Personal life
- Born: Christopher Keith Riley 24 November 1954 Echuca, Victoria, Australia
- Died: 31 July 2025 (aged 70)
- Education: Salesian College (Rupertswood)

Religious life
- Religion: Christian (Roman Catholic)
- School: Salesian
- Profession: Priest and youth worker

Senior posting
- Present post: CEO of Youth Off The Streets
- Previous post: Principal, Boys Town
- Website: youthoffthestreets.com.au

= Chris Riley (priest) =

Australian Catholic priest (1954–2025)

Christopher Keith Riley SDB AM (24 November 1954 – 31 July 2025) was an Australian Roman Catholic priest. He was a member of the Salesian order and the founder and CEO of the charity Youth Off The Streets.

==Early years==

Riley was born in Echuca, Victoria, in 1954 and grew up on a dairy farm in the district. In 1973 he graduated from a school run by the Salesians. He was inspired by the movie Boys Town and went on to train as a teacher. He worked as a teacher, youth worker, probation officer, residential care worker and principal of the charity Boys' Town. In 1982 he was ordained a priest in Oakleigh, Victoria.

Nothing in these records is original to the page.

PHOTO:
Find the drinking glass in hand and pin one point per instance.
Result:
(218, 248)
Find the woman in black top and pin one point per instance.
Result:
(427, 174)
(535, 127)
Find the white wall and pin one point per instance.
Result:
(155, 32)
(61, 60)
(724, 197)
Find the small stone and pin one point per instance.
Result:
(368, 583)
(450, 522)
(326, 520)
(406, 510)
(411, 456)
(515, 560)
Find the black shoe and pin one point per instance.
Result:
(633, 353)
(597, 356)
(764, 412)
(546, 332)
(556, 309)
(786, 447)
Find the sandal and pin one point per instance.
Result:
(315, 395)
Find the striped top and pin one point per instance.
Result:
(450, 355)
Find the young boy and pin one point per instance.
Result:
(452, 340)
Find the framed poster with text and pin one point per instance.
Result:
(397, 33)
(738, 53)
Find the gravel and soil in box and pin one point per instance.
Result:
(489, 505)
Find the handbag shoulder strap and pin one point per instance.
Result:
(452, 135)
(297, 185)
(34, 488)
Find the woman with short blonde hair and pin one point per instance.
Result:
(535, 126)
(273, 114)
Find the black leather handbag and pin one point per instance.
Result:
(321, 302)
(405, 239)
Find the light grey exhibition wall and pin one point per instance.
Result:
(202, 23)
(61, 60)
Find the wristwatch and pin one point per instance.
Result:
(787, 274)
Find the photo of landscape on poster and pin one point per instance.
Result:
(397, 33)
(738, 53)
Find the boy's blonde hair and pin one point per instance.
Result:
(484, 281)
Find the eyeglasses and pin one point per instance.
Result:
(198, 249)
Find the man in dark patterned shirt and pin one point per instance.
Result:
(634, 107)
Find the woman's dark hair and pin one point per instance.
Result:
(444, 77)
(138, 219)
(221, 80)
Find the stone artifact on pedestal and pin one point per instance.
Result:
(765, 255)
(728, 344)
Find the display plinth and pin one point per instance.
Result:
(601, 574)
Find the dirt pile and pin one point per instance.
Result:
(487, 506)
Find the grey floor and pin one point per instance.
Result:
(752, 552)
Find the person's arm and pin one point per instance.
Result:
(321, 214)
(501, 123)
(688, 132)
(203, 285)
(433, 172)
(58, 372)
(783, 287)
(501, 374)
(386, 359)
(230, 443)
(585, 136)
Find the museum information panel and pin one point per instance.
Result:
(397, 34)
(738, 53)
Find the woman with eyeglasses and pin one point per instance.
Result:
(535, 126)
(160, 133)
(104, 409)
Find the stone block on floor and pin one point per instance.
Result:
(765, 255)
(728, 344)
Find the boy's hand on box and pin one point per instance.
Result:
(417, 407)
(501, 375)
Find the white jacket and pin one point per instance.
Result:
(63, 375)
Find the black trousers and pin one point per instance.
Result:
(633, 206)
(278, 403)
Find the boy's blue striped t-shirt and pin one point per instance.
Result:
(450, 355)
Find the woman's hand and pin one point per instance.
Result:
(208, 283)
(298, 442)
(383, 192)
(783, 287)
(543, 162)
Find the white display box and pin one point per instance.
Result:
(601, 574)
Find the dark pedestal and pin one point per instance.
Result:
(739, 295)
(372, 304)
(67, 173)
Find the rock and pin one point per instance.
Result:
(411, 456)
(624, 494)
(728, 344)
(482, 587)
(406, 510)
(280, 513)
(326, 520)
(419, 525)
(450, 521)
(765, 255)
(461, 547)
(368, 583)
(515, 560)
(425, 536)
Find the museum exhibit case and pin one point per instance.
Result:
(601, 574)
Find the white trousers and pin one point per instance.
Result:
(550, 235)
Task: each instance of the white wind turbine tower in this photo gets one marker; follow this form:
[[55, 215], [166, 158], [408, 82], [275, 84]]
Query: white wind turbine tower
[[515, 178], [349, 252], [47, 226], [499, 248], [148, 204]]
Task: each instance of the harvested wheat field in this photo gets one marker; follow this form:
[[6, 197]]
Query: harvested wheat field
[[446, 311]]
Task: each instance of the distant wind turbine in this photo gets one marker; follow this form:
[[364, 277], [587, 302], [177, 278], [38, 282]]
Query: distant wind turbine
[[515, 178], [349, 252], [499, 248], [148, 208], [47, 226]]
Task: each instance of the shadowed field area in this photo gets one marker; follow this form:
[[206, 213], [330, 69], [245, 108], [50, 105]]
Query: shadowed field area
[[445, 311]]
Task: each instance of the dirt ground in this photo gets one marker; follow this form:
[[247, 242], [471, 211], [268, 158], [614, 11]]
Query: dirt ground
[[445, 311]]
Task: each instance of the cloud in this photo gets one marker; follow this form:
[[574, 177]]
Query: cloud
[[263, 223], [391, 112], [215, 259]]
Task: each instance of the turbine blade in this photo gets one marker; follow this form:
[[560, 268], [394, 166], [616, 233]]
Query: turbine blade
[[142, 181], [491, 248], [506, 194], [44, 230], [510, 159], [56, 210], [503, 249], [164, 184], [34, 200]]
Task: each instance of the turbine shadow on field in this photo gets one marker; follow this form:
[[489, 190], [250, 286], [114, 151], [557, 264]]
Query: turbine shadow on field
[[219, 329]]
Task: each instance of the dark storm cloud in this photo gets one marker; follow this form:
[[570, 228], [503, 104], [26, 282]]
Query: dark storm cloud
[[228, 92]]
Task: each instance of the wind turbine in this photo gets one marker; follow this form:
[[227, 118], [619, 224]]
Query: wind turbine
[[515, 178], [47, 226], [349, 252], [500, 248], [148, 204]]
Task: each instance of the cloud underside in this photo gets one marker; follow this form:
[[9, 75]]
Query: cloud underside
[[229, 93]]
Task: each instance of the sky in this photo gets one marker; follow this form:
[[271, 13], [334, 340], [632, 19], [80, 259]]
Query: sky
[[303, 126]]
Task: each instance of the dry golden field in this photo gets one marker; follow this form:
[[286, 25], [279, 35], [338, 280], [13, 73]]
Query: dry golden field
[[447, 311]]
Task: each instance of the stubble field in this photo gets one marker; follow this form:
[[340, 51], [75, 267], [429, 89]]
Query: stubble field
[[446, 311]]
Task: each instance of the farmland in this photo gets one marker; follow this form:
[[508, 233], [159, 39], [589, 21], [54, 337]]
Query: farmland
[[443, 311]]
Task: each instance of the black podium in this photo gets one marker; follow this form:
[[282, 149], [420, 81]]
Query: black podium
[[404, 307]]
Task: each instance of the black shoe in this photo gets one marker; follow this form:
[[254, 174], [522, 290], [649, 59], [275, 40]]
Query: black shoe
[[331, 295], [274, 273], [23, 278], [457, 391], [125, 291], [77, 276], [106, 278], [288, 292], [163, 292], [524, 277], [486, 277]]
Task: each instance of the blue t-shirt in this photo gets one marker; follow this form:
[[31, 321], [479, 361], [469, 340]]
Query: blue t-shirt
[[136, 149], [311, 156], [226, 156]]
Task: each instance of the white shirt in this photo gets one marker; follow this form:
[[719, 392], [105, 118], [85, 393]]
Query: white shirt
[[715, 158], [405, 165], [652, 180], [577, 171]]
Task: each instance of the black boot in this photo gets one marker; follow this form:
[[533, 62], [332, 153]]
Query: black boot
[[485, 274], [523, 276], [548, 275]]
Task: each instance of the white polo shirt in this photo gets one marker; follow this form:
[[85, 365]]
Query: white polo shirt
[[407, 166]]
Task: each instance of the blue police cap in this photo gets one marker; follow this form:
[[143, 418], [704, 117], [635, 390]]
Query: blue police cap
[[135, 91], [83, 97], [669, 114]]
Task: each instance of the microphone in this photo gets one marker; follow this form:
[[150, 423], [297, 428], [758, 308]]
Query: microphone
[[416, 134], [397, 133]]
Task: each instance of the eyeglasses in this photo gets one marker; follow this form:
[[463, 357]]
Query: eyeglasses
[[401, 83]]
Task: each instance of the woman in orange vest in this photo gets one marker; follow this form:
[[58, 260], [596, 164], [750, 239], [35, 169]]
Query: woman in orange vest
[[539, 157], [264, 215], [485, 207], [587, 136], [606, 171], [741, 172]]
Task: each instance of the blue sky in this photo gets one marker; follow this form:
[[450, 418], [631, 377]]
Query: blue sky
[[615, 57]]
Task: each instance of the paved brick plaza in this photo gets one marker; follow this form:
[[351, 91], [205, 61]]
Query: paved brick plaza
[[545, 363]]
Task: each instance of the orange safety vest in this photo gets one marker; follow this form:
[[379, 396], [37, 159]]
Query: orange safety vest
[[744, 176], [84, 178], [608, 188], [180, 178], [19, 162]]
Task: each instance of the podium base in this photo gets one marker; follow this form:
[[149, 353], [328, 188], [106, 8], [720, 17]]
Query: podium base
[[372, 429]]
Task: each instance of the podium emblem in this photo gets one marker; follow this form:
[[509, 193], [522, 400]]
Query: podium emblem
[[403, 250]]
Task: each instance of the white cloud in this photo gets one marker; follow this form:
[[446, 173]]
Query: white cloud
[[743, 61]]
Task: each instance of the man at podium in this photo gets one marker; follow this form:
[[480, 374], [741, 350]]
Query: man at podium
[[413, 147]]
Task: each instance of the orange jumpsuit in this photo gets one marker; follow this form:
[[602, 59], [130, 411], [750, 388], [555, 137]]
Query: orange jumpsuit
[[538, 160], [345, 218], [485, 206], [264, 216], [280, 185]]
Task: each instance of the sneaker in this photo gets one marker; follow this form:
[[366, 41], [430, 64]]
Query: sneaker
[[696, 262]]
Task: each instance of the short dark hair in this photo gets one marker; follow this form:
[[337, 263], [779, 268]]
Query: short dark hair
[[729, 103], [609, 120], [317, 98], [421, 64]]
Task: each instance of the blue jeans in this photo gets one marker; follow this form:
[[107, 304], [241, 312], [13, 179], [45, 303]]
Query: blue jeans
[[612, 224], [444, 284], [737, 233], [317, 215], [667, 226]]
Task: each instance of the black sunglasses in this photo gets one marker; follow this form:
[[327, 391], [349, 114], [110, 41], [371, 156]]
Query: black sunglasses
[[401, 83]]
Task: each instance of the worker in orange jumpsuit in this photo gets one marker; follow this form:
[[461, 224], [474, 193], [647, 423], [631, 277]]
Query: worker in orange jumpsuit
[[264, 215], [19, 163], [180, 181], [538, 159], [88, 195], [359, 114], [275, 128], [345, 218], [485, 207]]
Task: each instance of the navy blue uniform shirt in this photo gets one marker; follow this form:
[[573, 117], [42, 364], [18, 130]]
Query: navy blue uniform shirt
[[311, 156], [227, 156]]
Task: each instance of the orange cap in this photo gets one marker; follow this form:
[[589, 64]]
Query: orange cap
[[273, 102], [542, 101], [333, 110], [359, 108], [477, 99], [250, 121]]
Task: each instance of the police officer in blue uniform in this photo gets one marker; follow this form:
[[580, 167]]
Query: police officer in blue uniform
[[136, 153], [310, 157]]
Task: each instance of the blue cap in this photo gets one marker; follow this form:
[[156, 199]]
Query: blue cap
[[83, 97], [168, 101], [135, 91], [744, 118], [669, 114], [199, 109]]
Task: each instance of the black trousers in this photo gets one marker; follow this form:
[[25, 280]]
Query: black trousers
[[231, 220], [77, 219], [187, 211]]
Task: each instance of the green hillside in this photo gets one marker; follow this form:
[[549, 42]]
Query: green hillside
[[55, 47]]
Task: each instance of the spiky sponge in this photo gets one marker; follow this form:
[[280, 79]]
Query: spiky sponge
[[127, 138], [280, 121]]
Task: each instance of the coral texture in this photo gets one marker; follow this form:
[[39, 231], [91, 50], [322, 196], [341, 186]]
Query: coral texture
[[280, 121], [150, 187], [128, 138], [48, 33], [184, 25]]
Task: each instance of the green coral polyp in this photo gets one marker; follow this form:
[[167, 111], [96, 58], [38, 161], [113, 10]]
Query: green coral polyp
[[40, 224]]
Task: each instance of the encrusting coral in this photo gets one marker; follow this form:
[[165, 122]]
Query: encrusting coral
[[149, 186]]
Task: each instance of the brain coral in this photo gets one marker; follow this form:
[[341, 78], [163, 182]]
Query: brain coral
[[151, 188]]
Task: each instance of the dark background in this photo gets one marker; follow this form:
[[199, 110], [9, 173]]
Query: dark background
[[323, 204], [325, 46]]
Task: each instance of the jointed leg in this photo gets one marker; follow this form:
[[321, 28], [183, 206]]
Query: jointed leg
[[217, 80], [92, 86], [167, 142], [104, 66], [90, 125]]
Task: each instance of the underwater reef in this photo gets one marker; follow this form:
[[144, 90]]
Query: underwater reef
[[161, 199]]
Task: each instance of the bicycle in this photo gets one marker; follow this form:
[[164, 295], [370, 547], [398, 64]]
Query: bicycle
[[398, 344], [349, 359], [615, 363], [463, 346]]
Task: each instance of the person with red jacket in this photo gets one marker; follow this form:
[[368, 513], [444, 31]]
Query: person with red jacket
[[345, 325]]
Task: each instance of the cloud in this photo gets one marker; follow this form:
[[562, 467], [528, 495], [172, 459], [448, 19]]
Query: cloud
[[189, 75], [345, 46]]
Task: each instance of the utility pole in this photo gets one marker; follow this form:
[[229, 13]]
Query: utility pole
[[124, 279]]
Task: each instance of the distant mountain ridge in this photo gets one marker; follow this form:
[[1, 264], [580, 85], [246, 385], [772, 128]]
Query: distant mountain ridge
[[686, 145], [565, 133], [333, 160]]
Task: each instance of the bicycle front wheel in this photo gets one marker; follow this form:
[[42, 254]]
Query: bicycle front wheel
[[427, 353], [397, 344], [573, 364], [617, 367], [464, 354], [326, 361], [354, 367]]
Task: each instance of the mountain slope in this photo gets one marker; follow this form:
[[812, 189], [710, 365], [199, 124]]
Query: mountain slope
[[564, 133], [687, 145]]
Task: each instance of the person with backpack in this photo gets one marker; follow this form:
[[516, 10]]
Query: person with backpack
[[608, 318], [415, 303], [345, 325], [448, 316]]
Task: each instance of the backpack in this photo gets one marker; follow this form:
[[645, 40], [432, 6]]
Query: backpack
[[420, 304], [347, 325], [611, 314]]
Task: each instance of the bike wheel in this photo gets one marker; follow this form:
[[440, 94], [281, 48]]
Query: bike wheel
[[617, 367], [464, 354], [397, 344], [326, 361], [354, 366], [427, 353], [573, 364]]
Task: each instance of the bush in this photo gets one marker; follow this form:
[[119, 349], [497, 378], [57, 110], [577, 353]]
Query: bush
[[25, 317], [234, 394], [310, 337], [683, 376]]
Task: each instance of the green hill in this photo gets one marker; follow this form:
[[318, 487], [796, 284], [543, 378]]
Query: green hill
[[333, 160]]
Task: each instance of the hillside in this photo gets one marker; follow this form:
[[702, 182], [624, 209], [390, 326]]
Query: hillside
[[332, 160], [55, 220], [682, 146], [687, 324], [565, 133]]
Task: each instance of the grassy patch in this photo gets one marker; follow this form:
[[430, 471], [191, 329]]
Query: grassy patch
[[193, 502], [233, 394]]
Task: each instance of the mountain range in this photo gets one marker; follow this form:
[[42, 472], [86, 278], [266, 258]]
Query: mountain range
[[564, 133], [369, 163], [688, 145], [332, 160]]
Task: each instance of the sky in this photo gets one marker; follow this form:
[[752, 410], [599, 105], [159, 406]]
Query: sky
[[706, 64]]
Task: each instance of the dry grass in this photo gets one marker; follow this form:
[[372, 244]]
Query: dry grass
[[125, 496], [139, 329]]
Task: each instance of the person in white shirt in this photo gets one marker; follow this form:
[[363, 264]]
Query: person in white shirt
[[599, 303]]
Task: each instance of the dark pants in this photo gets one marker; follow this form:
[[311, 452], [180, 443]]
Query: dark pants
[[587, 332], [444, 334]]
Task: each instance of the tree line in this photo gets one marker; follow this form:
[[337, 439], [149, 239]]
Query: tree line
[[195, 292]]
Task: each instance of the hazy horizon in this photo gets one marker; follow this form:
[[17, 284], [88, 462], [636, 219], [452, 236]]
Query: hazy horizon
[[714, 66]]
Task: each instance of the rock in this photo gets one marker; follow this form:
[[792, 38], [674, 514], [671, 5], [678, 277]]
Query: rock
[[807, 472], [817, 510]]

Riley was the founder and CEO of Youth Off The Streets and worked with disadvantaged youth for more than 35 years in a variety of roles including teacher, youth worker, probation officer, residential carer and principal. He officially founded Youth Off The Streets in 1991.

As CEO of Youth Off The Streets, Riley oversaw the operation of over 25 programs which employ over 200 staff and involve more than 330 volunteers. He implemented innovative behaviour modification strategies to help young people deal with a history of trauma, abuse and neglect.

==Youth Off The Streets==
Riley founded Youth Off The Streets (YOTS) in 1991 with a food van delivering meals to homeless youth in the Kings Cross area in Sydney. Since then the organisation has grown to offer more than 35 services, including Aboriginal programs, crisis accommodation, alcohol and other drug services, counselling, accredited high schools, outreach, residential programs and a mentoring program. The organisation is non-denominational and works for young people who are homeless, drug dependent and recovering from abuse.

Riley made frequent media appearances on behalf of YOTS, including a weekly radio segment broadcast on 2UE in Sydney and 2CC in Canberra.

===Attitude towards gambling===
In the decade from 2000 to 2009, Youth Off The Streets received $3.5 million in donations from the Australian gambling industry, particularly poker machines.

Riley lobbied against the taxation of gambling, stating that "the Government won't fund services like mine and are now also attacking the revenues that we previously did have available". With respect to his position on the effect of gambling on society, in 2003 he stated in a radio interview, "I acknowledge that the great problem facing the community is people who are addicted to gambling and I call for the clubs to put in place systems and supports to help people fight this addiction."

In December 2011, it was revealed that Riley had lent his name in support of a campaign by Clubs Australia against proposed mandatory precommitment limits for poker machines. Riley expressed his concern saying that a better way to tackle problem gambling was treatment and counselling, not legislation.

==Illness and death==
On 3 April 2021, the Sydney Morning Herald reported that Riley was gravely ill with a variety of ailments. His condition included Alzheimer's and diabetes.

Riley died on 31 July 2025 at the age of 70.

==Awards and honours==
In the 2006 Birthday Honours, Riley was appointed a Member of the Order of Australia (AM) for service to disadvantaged youth through the establishment of Youth Off The Streets and the development of a range of assistance and mentoring initiatives for adolescents and to the welfare of children overseas through humanitarian assistance efforts. In 2006, he also received the Human Rights Medal from the then Human Rights and Equal Opportunity Commission (shared with broadcaster Phillip Adams).

On 20 April 2010, Riley was awarded an honorary doctorate by the University of Western Sydney in recognition of his work.

In 2012, Riley was nominated as New South Wales' Australian of the Year for his work with disadvantaged youth.